EduEVAL-DB introduces a dataset of 854 explanations for 139 ScienceQA questions across K-12 subjects, with one human-teacher and six LLM-simulated teacher explanations. It features a pedagogical risk rubric covering factual correctness, depth, focus, appropriateness, and bias, annotated via semi-automatic expert review.

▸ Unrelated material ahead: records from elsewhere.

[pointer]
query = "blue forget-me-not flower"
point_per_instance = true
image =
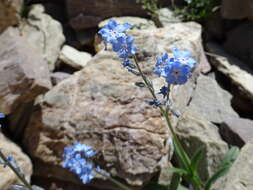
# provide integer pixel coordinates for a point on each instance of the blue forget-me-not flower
(176, 69)
(78, 159)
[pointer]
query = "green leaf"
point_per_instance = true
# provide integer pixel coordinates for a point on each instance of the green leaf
(175, 181)
(197, 157)
(178, 171)
(230, 156)
(221, 172)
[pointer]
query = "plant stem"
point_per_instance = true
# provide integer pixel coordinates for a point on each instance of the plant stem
(116, 182)
(166, 116)
(15, 171)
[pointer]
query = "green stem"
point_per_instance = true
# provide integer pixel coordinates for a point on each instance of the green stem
(165, 114)
(116, 182)
(15, 171)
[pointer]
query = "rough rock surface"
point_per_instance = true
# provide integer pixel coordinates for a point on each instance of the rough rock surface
(73, 57)
(239, 74)
(57, 77)
(83, 14)
(102, 107)
(210, 101)
(136, 22)
(23, 161)
(241, 38)
(10, 13)
(240, 174)
(237, 131)
(155, 41)
(23, 72)
(235, 9)
(44, 33)
(196, 132)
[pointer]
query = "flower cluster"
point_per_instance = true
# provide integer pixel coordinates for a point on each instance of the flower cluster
(114, 34)
(176, 69)
(78, 159)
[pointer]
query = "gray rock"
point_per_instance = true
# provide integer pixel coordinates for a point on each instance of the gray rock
(7, 175)
(57, 77)
(73, 57)
(241, 38)
(196, 132)
(238, 73)
(234, 9)
(166, 16)
(23, 73)
(99, 106)
(10, 13)
(44, 33)
(210, 101)
(240, 174)
(83, 14)
(237, 131)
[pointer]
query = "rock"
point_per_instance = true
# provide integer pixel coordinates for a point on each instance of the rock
(240, 174)
(210, 101)
(73, 57)
(167, 16)
(155, 41)
(196, 132)
(99, 106)
(57, 77)
(45, 32)
(83, 14)
(7, 175)
(23, 75)
(241, 38)
(137, 22)
(234, 9)
(239, 74)
(10, 13)
(237, 131)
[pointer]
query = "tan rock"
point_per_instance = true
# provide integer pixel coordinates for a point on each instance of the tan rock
(102, 107)
(10, 13)
(23, 73)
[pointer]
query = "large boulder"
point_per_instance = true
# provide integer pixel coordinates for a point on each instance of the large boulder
(240, 174)
(239, 74)
(10, 13)
(8, 177)
(83, 14)
(43, 33)
(236, 9)
(23, 76)
(196, 132)
(99, 106)
(237, 131)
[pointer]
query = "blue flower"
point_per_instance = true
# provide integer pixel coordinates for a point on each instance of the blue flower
(183, 57)
(124, 47)
(164, 91)
(112, 31)
(78, 159)
(155, 103)
(175, 70)
(161, 63)
(177, 73)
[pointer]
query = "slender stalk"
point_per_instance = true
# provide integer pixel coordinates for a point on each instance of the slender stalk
(116, 182)
(165, 114)
(15, 171)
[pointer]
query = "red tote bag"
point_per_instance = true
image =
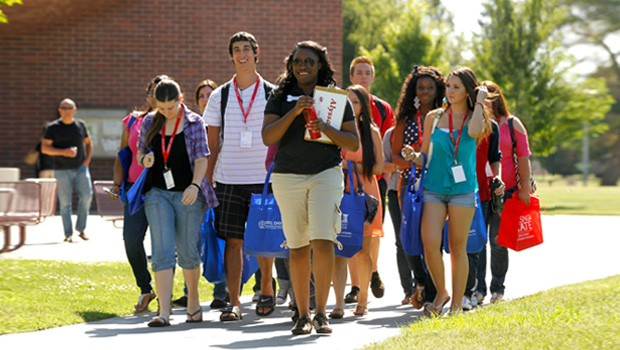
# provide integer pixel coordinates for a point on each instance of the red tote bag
(520, 227)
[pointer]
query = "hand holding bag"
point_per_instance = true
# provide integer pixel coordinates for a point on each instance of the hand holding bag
(477, 237)
(263, 233)
(412, 215)
(351, 236)
(520, 227)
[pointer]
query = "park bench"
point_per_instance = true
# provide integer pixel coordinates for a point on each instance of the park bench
(109, 209)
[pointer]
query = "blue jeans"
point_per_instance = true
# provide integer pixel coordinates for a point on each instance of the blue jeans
(134, 231)
(68, 181)
(175, 227)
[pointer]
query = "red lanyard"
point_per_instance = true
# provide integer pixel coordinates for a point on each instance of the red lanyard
(458, 138)
(245, 115)
(165, 151)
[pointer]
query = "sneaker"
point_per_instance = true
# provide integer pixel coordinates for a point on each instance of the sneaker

Preliminary benchmarks compare Gemini 2.5 Pro against fine-tuned Llama 3.1 8B for risk detection on consumer hardware.
Key Points
- 1.854 explanations for 139 ScienceQA questions spanning science, language, social science
- 2.One human-teacher and six LLM-simulated roles via prompt engineering
- 3.Pedagogical risk rubric with five dimensions and binary labels
- 4.Semi-automatic annotation with expert teacher review
- 5.Benchmarks Gemini 2.5 Pro vs. fine-tuned Llama 3.1 8B for deployable risk detection
Impact Analysis
This dataset advances safe educational AI by enabling evaluation of pedagogical risks in LLM explanations. It supports training lightweight models for on-device use, democratizing AI tutor assessment. Researchers can now benchmark edAI systems against real teaching standards.
Technical Details
Dataset derived from curated ScienceQA subset for K-12. Teacher roles inspired by real instructional styles/shortcomings. Validation via supervised fine-tuning experiments on Llama 3.1 8B.